I saw him reborn, with a stone in the place of his heart. Nathan would accept no compromises. God was testing him like Job, he declared, and the point of that particular parable was that Job had done no wrong to begin with. Nathan felt it had been a mistake to bend his will, in any way, to Africa. (96)

Using this as her ominous starting point, Kingsolver leads the reader on a circuitous and painful journey over three decades. Needless to say, things change a lot as the girls grow into maturity in a strange and often-hostile environment. Their fictional struggles take place against the backdrop of the real-life legacy of King Leopold II’s colonial domination of the Congo, as well as the Congo’s first attempts at self-governance, which are doomed from the start by the despicable interference of the United States. The book is an acerbic condemnation of colonialism and foreign intervention, as well as a celebration of the remarkable resilience of natural ecosystems and native peoples. Rachel reflects:

You can’t just sashay into the jungle aiming to change it all over to the Christian style, without expecting the jungle to change you right back. Oh, I see it time and again with the gentlemen who come through here on business. Some fellow thinks he’s going to be the master of Africa and winds up with his nice European-tailored suit rumpled in a corner and his wits half cracked from the filaires itching under his skin. If it was as easy as they thought it was going to be, why, they’d be done by now, and Africa would look just like America with more palm trees. Instead, most of it still looks exactly how it did a zillion years ago. (515)

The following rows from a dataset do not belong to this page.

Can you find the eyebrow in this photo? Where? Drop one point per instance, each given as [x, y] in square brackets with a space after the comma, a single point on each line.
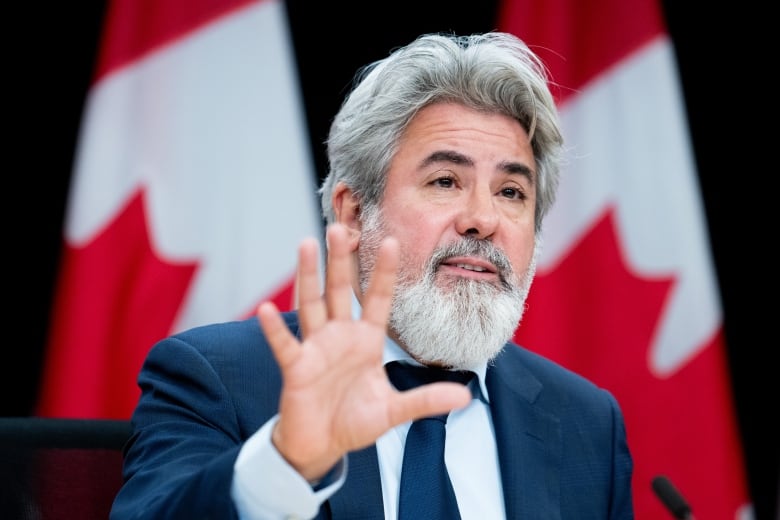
[453, 157]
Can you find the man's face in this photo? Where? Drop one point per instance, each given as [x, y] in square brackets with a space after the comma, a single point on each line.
[460, 173]
[460, 200]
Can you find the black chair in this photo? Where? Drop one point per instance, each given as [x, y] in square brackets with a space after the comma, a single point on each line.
[53, 469]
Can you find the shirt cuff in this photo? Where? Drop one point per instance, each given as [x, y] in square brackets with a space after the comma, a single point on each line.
[266, 486]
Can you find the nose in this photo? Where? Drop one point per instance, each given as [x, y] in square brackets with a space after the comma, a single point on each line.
[478, 217]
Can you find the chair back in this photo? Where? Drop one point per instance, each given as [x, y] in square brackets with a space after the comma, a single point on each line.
[53, 468]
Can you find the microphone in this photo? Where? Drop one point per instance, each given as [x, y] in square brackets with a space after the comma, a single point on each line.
[671, 498]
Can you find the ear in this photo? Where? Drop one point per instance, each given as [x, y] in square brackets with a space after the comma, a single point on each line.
[347, 208]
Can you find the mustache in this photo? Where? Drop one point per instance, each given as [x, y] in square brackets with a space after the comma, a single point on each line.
[479, 248]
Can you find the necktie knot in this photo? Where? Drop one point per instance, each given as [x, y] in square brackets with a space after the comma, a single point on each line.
[425, 489]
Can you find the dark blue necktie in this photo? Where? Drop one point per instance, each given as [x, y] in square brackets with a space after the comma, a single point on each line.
[426, 490]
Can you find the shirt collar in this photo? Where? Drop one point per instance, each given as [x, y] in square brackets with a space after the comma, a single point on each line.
[393, 352]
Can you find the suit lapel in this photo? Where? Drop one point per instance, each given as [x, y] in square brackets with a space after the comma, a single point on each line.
[528, 438]
[361, 496]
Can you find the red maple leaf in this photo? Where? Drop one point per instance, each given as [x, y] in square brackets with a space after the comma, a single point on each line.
[594, 315]
[115, 298]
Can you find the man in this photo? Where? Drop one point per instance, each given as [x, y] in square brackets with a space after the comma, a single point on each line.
[444, 161]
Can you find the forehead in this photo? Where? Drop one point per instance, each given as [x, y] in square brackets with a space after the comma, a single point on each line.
[453, 133]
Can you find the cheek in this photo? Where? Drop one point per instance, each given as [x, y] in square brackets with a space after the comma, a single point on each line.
[520, 251]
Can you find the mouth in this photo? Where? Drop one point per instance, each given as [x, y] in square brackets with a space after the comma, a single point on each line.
[473, 268]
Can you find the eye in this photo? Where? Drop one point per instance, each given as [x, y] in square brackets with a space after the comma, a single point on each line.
[513, 193]
[445, 180]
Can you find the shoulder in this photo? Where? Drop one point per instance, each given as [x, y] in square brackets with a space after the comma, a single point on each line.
[230, 339]
[542, 379]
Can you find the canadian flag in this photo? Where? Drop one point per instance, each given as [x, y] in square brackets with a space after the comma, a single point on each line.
[193, 185]
[626, 292]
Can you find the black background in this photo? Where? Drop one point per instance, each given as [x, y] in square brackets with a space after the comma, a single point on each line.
[49, 67]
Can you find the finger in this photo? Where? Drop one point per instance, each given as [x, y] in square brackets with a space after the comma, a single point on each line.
[284, 344]
[339, 272]
[379, 295]
[311, 306]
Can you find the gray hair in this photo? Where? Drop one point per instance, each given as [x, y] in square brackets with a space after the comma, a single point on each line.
[493, 72]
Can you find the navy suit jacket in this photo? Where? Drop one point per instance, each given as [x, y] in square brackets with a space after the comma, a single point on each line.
[561, 441]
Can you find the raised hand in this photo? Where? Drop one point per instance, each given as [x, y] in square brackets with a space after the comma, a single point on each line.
[336, 396]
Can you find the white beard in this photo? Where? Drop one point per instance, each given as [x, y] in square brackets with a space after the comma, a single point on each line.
[453, 322]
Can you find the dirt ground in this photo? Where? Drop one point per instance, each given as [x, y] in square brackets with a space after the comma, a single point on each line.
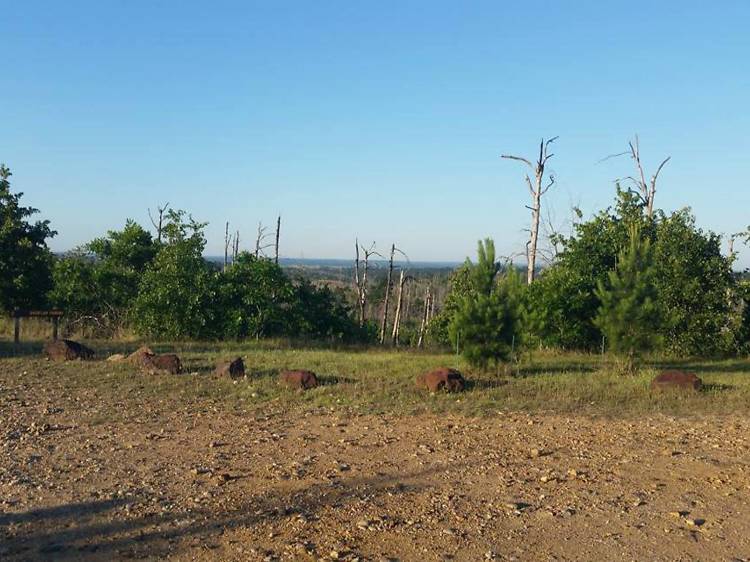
[195, 482]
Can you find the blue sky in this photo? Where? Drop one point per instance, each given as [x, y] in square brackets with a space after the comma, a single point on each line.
[383, 120]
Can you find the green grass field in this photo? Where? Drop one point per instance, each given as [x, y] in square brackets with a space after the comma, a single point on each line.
[374, 380]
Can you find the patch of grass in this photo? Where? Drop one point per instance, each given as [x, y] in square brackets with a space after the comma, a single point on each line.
[378, 381]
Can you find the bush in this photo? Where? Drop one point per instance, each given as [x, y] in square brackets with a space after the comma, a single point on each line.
[25, 259]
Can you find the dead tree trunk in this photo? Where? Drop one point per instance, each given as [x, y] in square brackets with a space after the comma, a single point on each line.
[227, 242]
[360, 278]
[236, 246]
[425, 317]
[536, 190]
[646, 190]
[158, 223]
[388, 284]
[278, 231]
[403, 279]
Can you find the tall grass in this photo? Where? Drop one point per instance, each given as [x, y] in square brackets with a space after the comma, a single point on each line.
[375, 380]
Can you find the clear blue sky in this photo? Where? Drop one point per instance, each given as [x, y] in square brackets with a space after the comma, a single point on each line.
[383, 120]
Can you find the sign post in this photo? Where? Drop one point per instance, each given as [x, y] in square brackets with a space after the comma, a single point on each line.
[19, 313]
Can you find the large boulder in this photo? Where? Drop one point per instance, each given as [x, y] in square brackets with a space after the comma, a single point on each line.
[232, 368]
[167, 363]
[67, 350]
[449, 380]
[299, 380]
[679, 380]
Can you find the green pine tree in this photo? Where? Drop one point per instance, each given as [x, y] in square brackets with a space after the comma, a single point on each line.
[629, 316]
[486, 324]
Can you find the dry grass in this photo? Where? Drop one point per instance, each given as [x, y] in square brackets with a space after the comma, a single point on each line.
[376, 380]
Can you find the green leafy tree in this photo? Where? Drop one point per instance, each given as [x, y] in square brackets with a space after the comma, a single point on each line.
[97, 284]
[257, 298]
[629, 313]
[692, 277]
[459, 287]
[178, 296]
[694, 282]
[488, 319]
[320, 312]
[25, 259]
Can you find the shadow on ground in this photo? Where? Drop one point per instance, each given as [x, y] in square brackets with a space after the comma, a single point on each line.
[99, 530]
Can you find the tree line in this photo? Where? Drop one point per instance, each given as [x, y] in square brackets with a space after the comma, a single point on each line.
[630, 279]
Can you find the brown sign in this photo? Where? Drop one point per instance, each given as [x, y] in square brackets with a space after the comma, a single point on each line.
[19, 313]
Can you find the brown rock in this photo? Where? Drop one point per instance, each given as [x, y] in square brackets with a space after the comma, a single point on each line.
[676, 380]
[167, 363]
[67, 350]
[140, 355]
[232, 368]
[449, 380]
[300, 380]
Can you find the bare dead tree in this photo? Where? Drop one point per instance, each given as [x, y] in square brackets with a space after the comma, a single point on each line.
[536, 189]
[227, 242]
[646, 190]
[403, 279]
[388, 284]
[260, 240]
[425, 316]
[159, 222]
[361, 267]
[278, 232]
[236, 246]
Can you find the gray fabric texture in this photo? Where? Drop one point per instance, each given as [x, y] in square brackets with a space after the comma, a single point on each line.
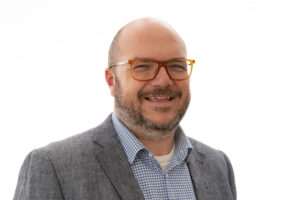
[93, 165]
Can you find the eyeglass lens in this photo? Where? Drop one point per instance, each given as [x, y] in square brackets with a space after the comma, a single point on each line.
[145, 70]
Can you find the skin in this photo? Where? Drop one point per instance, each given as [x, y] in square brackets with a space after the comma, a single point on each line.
[152, 121]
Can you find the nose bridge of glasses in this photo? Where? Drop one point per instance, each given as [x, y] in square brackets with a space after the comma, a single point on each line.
[159, 68]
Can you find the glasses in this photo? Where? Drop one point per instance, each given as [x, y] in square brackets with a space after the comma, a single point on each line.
[146, 70]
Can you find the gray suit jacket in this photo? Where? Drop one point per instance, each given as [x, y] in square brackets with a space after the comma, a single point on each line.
[93, 165]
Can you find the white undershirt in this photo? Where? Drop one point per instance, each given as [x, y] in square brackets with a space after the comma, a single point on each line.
[165, 160]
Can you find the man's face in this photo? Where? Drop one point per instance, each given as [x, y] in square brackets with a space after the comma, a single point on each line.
[154, 107]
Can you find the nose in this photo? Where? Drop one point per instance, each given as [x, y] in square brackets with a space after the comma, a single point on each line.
[162, 78]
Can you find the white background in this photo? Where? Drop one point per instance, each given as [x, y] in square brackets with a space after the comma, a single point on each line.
[245, 84]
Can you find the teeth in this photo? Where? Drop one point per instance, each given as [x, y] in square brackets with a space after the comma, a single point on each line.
[159, 98]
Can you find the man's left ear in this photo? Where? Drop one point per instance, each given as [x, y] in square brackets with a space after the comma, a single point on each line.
[110, 80]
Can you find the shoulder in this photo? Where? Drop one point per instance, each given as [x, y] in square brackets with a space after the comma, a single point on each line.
[211, 157]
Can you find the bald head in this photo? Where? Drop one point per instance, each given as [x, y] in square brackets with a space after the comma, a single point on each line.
[141, 36]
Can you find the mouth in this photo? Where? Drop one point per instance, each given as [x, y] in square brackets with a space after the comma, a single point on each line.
[159, 98]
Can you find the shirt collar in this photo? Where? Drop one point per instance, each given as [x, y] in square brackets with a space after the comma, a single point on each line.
[132, 146]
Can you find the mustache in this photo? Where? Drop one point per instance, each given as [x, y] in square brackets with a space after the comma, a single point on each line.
[160, 92]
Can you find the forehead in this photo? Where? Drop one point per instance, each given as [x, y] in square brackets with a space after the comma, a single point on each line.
[153, 41]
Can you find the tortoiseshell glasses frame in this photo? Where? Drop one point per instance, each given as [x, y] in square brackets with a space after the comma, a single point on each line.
[147, 70]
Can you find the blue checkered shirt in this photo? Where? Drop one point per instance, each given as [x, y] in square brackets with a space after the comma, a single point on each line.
[173, 184]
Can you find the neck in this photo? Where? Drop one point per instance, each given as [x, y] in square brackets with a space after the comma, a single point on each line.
[159, 143]
[159, 147]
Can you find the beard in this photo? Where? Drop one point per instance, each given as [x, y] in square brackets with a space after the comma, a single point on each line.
[132, 116]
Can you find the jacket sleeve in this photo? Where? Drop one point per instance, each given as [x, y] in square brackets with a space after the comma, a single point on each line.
[231, 177]
[38, 179]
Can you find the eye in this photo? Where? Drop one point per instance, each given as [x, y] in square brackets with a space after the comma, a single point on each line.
[140, 67]
[178, 67]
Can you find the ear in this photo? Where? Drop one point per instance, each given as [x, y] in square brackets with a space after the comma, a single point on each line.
[110, 80]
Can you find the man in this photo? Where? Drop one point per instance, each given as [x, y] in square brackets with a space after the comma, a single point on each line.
[138, 152]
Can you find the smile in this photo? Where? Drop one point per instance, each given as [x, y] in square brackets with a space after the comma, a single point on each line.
[159, 99]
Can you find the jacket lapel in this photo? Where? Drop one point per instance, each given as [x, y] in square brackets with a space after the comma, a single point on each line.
[204, 184]
[113, 159]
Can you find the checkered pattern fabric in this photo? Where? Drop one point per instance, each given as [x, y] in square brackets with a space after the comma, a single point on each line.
[175, 183]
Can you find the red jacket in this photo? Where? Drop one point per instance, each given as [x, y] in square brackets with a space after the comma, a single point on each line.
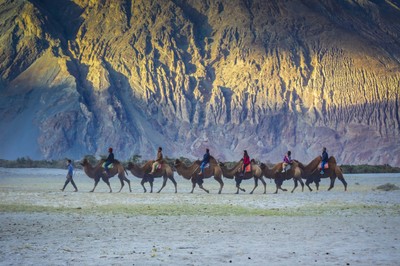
[246, 160]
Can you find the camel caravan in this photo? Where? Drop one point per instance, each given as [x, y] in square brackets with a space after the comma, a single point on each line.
[246, 169]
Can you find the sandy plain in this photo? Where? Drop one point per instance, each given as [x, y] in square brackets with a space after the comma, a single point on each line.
[40, 225]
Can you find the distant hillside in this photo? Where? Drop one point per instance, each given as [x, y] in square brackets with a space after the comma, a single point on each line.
[268, 76]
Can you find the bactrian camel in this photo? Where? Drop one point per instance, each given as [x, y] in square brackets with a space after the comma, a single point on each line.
[143, 172]
[236, 173]
[311, 172]
[97, 172]
[275, 173]
[192, 173]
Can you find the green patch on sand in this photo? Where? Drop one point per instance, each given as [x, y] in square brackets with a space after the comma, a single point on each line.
[209, 210]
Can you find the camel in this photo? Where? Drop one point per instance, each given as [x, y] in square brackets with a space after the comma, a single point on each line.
[144, 173]
[236, 172]
[97, 172]
[192, 173]
[295, 173]
[311, 172]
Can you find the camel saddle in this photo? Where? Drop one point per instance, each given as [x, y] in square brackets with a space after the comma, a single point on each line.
[326, 166]
[109, 166]
[158, 166]
[248, 168]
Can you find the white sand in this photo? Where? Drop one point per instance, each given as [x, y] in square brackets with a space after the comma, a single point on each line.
[357, 227]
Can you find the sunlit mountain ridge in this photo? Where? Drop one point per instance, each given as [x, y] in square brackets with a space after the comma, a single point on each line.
[266, 76]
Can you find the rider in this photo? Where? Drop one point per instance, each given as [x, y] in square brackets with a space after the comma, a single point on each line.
[324, 158]
[158, 161]
[246, 161]
[205, 161]
[286, 161]
[109, 160]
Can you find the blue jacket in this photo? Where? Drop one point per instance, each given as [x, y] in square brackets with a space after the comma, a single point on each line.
[324, 156]
[110, 158]
[70, 169]
[206, 158]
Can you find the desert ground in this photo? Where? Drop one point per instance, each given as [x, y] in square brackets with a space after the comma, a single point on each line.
[40, 225]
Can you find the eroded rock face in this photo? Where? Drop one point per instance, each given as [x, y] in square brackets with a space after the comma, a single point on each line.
[266, 76]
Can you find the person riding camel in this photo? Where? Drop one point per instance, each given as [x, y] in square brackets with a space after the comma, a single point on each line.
[109, 160]
[324, 161]
[246, 161]
[287, 160]
[158, 161]
[204, 162]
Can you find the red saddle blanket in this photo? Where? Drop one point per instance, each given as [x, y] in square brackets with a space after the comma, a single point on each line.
[248, 168]
[326, 166]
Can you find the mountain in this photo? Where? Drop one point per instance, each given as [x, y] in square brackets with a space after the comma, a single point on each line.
[78, 76]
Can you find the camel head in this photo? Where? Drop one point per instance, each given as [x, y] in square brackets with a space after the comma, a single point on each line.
[84, 162]
[130, 165]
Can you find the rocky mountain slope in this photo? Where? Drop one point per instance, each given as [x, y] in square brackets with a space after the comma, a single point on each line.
[267, 76]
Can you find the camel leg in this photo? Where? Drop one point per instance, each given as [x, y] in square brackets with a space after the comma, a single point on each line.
[238, 182]
[96, 181]
[264, 184]
[308, 184]
[344, 182]
[127, 181]
[332, 183]
[279, 183]
[295, 185]
[106, 180]
[255, 185]
[193, 185]
[142, 183]
[302, 184]
[206, 190]
[122, 183]
[164, 183]
[174, 182]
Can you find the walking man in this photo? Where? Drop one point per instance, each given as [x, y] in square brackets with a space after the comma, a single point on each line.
[69, 176]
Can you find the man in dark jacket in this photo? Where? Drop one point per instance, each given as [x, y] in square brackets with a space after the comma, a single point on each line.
[69, 176]
[205, 161]
[109, 160]
[324, 158]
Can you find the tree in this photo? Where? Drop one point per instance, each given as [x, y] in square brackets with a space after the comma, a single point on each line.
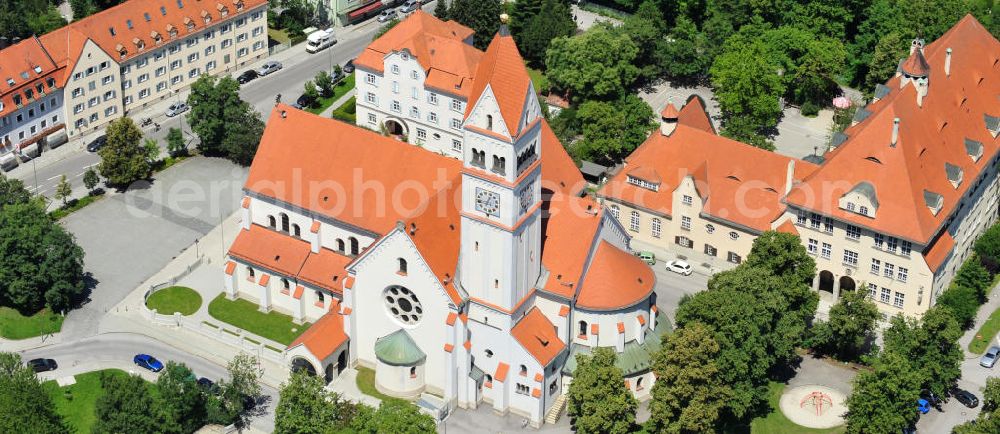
[684, 57]
[883, 399]
[393, 416]
[988, 248]
[441, 9]
[598, 399]
[972, 274]
[244, 383]
[27, 407]
[688, 395]
[63, 190]
[852, 324]
[123, 160]
[612, 130]
[91, 179]
[554, 19]
[12, 191]
[175, 143]
[482, 16]
[213, 102]
[152, 150]
[181, 399]
[963, 302]
[304, 406]
[747, 86]
[598, 64]
[325, 83]
[43, 266]
[243, 135]
[126, 406]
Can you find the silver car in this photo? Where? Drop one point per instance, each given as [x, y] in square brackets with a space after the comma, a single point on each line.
[176, 109]
[990, 358]
[269, 67]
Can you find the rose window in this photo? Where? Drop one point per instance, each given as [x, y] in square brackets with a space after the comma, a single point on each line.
[403, 304]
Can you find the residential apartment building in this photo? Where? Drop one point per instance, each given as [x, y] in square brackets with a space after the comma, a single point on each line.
[893, 211]
[140, 52]
[30, 100]
[415, 81]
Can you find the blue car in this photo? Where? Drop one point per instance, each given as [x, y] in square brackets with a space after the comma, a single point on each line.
[148, 362]
[923, 406]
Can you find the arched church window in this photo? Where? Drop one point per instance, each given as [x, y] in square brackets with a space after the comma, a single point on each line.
[403, 304]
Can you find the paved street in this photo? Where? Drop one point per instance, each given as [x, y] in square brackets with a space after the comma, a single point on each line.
[115, 350]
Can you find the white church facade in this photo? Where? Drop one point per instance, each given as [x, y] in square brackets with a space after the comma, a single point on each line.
[475, 273]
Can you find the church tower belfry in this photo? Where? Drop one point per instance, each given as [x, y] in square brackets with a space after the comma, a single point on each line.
[500, 257]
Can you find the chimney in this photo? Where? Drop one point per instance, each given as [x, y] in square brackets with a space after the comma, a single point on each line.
[895, 132]
[789, 175]
[947, 62]
[668, 119]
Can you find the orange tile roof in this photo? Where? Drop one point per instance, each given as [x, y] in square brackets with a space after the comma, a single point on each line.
[502, 69]
[939, 250]
[28, 65]
[567, 237]
[929, 136]
[559, 172]
[538, 336]
[739, 183]
[615, 279]
[323, 337]
[129, 22]
[349, 158]
[438, 45]
[269, 249]
[501, 373]
[325, 270]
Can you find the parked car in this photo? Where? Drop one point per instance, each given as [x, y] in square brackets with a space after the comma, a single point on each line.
[387, 15]
[97, 143]
[409, 6]
[146, 361]
[965, 397]
[647, 257]
[42, 365]
[176, 109]
[269, 67]
[990, 358]
[680, 267]
[923, 406]
[247, 76]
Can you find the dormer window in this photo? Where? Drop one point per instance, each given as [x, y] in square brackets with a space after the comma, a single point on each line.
[954, 173]
[643, 183]
[934, 201]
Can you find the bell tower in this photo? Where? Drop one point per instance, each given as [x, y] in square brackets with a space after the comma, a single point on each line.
[501, 180]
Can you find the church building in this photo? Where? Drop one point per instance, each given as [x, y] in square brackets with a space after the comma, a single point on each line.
[475, 274]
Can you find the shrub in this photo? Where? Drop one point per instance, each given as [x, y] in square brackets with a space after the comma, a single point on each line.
[963, 302]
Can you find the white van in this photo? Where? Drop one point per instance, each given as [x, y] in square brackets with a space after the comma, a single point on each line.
[319, 40]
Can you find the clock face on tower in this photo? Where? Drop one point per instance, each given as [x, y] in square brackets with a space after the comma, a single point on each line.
[487, 202]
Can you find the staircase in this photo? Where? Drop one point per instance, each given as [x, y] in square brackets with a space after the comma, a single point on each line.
[552, 416]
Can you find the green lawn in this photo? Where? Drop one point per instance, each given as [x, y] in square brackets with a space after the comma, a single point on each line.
[339, 90]
[366, 382]
[74, 206]
[13, 325]
[175, 299]
[244, 314]
[539, 80]
[76, 403]
[777, 423]
[985, 334]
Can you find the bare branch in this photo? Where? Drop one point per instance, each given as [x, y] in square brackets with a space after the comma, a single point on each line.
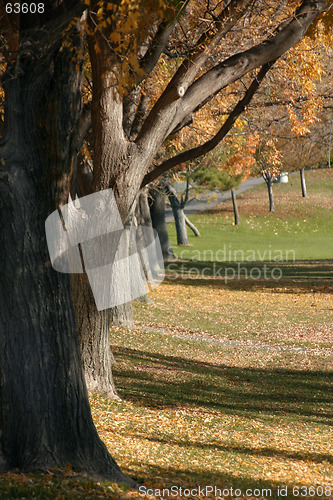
[172, 105]
[193, 153]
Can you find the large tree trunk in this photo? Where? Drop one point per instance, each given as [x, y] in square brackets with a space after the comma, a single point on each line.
[179, 216]
[45, 418]
[234, 204]
[303, 185]
[157, 212]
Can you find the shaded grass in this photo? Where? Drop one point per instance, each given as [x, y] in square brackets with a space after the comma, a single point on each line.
[291, 312]
[209, 398]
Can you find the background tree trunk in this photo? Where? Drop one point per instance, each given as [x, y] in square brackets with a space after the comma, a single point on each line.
[157, 212]
[234, 204]
[193, 228]
[303, 185]
[270, 195]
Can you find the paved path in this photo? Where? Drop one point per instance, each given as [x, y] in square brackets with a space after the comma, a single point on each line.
[242, 344]
[200, 205]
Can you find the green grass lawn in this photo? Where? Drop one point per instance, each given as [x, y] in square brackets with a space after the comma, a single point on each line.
[300, 228]
[225, 380]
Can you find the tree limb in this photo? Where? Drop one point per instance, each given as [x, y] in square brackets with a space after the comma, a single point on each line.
[193, 153]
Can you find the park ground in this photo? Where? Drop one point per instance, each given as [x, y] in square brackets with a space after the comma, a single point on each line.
[226, 379]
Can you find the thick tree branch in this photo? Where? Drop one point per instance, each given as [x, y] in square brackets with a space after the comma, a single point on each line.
[225, 73]
[190, 67]
[193, 153]
[177, 101]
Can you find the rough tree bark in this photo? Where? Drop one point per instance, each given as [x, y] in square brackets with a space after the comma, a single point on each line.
[178, 214]
[123, 157]
[234, 204]
[45, 418]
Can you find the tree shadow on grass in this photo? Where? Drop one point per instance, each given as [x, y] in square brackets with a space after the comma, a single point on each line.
[158, 380]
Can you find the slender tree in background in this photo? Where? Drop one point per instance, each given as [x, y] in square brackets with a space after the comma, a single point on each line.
[133, 115]
[43, 423]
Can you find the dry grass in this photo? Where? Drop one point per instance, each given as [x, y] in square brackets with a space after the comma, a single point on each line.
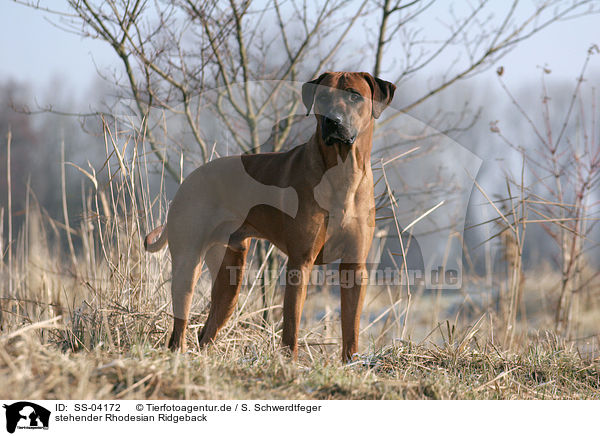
[93, 323]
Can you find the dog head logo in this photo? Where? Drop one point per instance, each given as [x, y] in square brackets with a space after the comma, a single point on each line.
[26, 415]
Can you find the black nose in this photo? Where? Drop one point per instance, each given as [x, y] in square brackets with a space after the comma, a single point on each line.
[334, 119]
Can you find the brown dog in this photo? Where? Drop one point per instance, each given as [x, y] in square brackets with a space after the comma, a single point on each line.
[314, 202]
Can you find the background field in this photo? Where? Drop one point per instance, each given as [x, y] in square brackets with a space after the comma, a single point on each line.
[86, 313]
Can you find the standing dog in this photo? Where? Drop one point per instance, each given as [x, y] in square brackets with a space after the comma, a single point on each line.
[314, 202]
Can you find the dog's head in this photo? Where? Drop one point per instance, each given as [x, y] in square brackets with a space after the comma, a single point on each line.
[346, 103]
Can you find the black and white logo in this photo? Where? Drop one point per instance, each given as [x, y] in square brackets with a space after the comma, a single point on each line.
[26, 415]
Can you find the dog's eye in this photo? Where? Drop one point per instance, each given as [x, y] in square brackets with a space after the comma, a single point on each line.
[355, 98]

The Poisonwood Bible has many admirable qualities, but also some significant flaws. The text is overwrought, becoming repetitive in both structure and content as the page-years pass. It could have been edited into a much tighter story that packed a more condensed punch, but instead it sprawls needlessly.

This problem is compounded by Kingsolver’s sanctimonious tone, which becomes increasingly unfiltered as the novel progresses. While the first half of the book offers a clever examination of the dangers of religious certainty in the face of nature and human diversity, the latter half somewhat belies that message with political hand-wringing that smacks of the same intellectual obstinacy. Finally, despite the grown-up Rachel’s snarky but legitimate protests, Leah and Adah flirt with moral relativism and the noble savage fallacy in ways I found especially grating.

It would take much more than these minor shortcomings to condemn this impressive novel, even if they did hamper my enjoyment of it. In the final pages, Kingsolver poignantly uses the power of literary perspective-taking to demonstrate how similar experiences can produce very different results:

Rachel: “If there’s ugly things going on out there, well, you put a good stout lock on your door and check it twice before you go to sleep. You focus on getting your own little place set up perfect, as I have done, and you’ll see. Other people’s worries do not necessarily have to drag you down.” (516)

Leah: “There is not justice in the world…What there is in this world, I think, is a tendency for human errors to level themselves like water throughout their sphere of influence. That’s pretty much the whole of what I can say, looking back. There’s the possibility of balance. Unbearable burdens that the world somehow does bear with a certain grace.” (522)

Adah: “We constructed our lives around a misunderstanding, and if ever I tried to pull it out and fix it now I would fall down flat. Misunderstanding is my cornerstone. It’s everyone’s come to think of it. Illusions mistaken for truth are the pavement under our feet. They are what we call civilization.” (532)

The Poisonwood Bible presents an honest telling of multiple truths––a valuable accomplishment.